Study 1: Effective Dose (ED) of CBDtech following MES

The MES test is a widely used preclinical method to evaluate the efficacy of anticonvulsant drugs, particularly for tonic–clonic seizures (Löscher & Schmidt 1988). In this test, an electrical stimulus is applied to induce a seizure. The main endpoint observed is hind limb extension (HLE), where the animal’s hind limbs extend rigidly, indicating the spread of seizure activity through the motor pathways of the brain. Drugs that prevent HLE in the MES test are considered effective at blocking seizure propagation, often by stabilizing sodium channels, making this test a valuable tool for screening potential treatments for epilepsy.

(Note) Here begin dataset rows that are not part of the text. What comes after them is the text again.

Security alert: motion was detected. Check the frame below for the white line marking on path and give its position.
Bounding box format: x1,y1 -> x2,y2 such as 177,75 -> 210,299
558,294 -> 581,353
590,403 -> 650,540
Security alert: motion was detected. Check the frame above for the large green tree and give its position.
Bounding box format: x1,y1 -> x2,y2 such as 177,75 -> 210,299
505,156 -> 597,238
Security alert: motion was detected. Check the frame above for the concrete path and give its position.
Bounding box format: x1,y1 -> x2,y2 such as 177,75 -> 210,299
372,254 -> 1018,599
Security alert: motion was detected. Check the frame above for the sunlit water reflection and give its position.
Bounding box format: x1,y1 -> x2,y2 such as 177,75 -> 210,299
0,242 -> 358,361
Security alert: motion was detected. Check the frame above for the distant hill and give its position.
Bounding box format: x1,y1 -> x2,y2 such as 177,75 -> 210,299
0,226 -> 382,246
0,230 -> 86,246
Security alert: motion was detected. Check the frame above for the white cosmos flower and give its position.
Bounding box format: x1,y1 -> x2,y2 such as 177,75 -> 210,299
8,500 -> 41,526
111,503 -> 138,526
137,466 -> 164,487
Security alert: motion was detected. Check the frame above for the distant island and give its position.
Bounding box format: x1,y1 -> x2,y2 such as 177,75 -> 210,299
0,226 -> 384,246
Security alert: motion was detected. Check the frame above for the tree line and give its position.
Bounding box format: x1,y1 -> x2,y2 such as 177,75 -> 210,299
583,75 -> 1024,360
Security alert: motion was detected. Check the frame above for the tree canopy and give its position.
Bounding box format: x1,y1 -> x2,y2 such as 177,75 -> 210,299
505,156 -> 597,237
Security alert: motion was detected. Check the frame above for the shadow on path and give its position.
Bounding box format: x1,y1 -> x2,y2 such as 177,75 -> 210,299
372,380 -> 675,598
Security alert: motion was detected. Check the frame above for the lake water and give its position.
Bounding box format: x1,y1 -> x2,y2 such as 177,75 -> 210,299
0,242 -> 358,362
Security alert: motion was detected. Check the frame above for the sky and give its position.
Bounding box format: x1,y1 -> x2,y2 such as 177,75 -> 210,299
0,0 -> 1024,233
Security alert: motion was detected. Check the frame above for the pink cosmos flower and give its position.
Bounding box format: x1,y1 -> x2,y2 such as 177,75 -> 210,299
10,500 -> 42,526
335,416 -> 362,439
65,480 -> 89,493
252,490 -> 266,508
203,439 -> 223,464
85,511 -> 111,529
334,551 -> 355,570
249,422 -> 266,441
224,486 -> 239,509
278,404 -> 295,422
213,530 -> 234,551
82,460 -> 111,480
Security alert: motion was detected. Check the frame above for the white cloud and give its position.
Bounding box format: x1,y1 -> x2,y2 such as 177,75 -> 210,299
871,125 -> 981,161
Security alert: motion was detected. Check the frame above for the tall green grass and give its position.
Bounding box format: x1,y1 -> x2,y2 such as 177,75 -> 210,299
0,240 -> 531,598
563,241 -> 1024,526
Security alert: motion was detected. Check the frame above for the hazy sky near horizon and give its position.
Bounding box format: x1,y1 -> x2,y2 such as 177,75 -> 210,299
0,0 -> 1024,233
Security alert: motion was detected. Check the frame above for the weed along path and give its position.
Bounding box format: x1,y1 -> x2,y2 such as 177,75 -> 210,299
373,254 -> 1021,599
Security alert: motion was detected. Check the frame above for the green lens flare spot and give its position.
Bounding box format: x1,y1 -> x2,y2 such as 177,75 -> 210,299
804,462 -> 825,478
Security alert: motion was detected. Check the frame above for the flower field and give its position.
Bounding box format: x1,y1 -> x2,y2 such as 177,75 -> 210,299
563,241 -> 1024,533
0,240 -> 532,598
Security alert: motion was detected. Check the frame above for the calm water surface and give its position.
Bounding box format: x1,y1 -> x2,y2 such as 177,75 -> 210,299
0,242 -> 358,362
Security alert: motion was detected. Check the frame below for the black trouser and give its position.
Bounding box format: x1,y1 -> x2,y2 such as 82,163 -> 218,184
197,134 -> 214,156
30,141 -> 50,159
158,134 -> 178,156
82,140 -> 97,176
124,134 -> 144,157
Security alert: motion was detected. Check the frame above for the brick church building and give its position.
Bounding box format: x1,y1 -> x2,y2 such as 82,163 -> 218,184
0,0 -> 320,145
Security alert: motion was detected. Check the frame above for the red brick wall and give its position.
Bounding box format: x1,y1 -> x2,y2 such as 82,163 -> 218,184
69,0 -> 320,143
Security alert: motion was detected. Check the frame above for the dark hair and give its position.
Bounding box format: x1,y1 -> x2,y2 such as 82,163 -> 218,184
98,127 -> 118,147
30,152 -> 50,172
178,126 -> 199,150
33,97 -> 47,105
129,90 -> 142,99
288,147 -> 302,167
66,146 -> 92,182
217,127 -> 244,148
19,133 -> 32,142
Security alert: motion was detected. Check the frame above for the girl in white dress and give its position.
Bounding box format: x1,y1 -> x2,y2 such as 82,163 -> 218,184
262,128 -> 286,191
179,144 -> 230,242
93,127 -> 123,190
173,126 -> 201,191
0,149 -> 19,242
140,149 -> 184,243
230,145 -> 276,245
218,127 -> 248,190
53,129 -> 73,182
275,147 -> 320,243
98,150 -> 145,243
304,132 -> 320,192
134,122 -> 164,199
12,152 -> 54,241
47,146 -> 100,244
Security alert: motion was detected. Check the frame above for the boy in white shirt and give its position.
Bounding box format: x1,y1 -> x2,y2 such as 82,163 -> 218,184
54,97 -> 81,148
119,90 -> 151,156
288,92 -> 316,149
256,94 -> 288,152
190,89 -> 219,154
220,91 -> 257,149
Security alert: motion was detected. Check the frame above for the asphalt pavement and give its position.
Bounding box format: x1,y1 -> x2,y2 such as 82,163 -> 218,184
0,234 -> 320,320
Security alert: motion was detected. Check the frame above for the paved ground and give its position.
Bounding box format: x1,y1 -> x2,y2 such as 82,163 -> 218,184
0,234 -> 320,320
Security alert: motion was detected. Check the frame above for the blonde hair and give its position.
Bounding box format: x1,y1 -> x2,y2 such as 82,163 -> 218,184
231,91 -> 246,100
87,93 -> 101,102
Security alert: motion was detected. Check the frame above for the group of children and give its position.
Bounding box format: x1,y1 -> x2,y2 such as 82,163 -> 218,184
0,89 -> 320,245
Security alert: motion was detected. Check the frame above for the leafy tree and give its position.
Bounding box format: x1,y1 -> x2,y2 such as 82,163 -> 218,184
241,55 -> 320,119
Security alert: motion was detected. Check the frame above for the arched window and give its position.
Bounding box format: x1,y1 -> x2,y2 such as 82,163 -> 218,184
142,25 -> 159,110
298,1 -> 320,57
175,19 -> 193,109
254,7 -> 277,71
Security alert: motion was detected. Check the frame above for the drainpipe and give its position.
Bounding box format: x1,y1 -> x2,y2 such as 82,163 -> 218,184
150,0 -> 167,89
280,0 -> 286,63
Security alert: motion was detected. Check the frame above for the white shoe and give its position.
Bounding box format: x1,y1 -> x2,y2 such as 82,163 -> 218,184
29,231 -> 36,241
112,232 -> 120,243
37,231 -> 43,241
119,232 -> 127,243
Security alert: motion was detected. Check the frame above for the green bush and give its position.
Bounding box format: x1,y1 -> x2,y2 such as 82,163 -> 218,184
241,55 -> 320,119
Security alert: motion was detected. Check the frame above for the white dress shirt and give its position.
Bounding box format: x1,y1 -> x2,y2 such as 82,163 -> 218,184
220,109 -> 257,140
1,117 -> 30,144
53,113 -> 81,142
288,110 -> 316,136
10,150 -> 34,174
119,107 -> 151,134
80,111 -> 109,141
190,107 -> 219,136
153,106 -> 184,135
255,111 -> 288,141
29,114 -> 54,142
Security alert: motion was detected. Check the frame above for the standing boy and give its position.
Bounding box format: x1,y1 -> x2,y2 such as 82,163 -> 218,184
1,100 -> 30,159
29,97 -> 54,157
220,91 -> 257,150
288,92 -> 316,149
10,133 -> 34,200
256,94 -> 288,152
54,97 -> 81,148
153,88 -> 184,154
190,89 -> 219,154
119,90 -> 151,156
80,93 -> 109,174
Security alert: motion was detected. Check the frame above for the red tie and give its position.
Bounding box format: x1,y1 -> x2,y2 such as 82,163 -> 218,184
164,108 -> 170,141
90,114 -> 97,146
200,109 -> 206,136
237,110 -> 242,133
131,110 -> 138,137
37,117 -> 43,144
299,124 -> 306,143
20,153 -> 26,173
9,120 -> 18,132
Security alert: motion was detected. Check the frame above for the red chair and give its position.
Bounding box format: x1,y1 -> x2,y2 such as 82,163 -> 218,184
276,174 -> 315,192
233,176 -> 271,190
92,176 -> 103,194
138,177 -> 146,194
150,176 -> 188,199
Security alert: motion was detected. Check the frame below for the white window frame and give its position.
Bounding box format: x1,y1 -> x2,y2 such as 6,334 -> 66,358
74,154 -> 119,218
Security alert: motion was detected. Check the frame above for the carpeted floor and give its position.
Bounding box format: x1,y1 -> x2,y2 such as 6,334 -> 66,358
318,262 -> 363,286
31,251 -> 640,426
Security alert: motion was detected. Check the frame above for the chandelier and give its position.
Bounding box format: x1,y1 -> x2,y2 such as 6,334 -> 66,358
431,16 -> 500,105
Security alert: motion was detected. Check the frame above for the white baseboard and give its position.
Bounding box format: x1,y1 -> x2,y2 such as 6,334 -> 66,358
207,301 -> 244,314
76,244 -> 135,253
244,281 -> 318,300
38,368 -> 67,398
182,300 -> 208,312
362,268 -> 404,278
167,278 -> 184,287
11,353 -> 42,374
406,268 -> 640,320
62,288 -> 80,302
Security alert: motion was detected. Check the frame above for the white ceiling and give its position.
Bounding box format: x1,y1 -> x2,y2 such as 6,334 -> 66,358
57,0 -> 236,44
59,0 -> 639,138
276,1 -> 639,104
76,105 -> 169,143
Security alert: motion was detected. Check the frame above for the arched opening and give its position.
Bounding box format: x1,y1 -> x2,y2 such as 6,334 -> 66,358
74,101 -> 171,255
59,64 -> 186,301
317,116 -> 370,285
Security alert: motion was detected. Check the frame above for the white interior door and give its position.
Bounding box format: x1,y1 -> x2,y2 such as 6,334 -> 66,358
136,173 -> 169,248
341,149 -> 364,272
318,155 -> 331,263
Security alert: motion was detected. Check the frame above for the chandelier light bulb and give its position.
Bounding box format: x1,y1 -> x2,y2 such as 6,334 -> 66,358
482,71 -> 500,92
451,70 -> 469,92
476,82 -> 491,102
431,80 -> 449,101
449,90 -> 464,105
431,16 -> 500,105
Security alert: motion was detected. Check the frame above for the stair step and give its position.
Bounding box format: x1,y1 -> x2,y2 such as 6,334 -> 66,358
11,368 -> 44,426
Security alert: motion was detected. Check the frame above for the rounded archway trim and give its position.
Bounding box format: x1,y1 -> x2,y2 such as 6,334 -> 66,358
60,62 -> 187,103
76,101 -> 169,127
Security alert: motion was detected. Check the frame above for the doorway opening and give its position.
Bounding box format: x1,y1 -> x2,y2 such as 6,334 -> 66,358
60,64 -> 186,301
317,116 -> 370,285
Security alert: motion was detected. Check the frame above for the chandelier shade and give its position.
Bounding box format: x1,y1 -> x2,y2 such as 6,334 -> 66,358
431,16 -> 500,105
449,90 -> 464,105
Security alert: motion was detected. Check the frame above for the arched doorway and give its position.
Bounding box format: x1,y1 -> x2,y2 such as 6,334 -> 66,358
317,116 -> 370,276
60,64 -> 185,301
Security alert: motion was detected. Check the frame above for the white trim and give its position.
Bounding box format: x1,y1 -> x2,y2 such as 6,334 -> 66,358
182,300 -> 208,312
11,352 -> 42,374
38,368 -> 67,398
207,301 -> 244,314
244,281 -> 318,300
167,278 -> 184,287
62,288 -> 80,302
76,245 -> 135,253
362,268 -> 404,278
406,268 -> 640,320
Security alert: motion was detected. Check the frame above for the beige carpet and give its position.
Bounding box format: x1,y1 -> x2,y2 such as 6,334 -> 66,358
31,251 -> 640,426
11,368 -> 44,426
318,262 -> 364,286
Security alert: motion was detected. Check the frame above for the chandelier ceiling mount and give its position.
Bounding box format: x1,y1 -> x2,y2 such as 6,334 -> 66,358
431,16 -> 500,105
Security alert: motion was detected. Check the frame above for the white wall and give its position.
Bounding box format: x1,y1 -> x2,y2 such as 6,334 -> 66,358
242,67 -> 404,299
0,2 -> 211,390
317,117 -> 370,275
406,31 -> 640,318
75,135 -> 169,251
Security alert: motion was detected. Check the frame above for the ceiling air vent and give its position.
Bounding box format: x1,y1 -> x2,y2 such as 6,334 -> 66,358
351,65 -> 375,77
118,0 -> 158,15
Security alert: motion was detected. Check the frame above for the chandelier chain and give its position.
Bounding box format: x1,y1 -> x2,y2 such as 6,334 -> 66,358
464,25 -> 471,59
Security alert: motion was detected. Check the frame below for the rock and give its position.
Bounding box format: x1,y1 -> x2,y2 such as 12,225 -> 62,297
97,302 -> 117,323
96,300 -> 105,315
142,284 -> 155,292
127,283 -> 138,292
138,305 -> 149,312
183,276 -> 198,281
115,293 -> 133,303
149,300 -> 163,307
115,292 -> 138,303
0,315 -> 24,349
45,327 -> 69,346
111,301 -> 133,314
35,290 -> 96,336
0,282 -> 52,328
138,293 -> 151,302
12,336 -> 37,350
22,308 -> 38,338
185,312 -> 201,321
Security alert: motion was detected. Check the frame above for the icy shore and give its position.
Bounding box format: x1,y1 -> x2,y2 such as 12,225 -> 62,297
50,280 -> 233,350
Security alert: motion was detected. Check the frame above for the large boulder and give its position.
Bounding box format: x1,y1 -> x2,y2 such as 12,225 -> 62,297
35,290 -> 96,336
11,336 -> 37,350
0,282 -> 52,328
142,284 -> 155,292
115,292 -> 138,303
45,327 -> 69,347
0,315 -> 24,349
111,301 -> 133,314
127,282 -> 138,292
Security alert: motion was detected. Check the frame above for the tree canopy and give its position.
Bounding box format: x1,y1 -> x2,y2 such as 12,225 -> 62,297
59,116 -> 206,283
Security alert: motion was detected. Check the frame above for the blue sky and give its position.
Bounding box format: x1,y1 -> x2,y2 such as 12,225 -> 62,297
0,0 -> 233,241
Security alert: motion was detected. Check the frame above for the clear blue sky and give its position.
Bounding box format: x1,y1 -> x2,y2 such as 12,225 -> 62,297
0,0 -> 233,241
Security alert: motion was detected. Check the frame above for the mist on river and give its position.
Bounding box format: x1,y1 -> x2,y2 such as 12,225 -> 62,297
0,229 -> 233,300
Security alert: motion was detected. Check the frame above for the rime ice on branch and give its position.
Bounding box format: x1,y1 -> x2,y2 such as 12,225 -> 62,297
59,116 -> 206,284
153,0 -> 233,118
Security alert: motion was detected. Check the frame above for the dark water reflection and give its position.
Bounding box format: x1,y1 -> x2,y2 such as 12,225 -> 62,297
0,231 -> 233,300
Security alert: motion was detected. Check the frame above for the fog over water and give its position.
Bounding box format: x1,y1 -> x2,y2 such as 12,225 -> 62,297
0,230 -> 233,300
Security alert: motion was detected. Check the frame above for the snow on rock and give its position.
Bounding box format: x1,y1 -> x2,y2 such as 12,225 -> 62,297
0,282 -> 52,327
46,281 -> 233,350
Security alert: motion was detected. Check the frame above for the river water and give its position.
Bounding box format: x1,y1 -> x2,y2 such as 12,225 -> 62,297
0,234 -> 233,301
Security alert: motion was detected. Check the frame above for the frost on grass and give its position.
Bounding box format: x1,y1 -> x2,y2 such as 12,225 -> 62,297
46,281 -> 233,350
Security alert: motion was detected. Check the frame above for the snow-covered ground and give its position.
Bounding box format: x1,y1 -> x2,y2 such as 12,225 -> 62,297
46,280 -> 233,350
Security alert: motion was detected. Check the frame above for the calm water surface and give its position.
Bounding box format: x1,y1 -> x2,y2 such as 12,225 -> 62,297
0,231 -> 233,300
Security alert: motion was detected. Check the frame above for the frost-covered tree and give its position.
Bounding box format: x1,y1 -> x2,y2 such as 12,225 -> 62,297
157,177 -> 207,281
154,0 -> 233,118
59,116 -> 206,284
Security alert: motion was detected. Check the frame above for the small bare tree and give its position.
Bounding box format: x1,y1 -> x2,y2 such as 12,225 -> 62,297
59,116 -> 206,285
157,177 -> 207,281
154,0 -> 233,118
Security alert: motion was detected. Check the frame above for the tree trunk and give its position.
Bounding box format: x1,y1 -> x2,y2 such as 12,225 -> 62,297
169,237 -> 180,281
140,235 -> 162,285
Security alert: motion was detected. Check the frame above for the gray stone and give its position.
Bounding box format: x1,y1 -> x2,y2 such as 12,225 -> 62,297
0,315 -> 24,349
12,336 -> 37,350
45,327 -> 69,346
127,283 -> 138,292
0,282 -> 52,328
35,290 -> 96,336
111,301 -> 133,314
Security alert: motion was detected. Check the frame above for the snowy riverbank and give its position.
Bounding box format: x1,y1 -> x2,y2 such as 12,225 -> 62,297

Rats were randomly assigned to receive vehicle, CBDtech, or Epidiolex®. Animals were pretreated (1.5 ± 0.5 h) with a single p.o. dose of the assigned test article prior to MES induction. Pretreatment time was based on published literature regarding the biological activity of Epidiolex® (Patra et al. 2019). Clinical signs, maximal seizure severity, and suppression of HLE were assessed immediately following the MES test. Dosing began at 50 mg/kg in one animal and increased in 25 mg/kg increments in subsequent animals up to 100 mg/kg until an effective dose was determined.

Study 2: determination of the Time of Peak Efficacy (TPE) of CBDtech following MES

Rats were randomly assigned to receive vehicle, CBDtech or Epidiolex®. Using the effective dose determined in Study 1, MES was conducted at five timepoints (25 ± 5, 30 ± 10, 60 ± 15, 120 ± 20, and 360 ± 30 min) following a single administration of test articles. MSS was assessed at each timepoint. Clinical signs, maximal seizure severity, and suppression of HLE were assessed immediately following the MES test.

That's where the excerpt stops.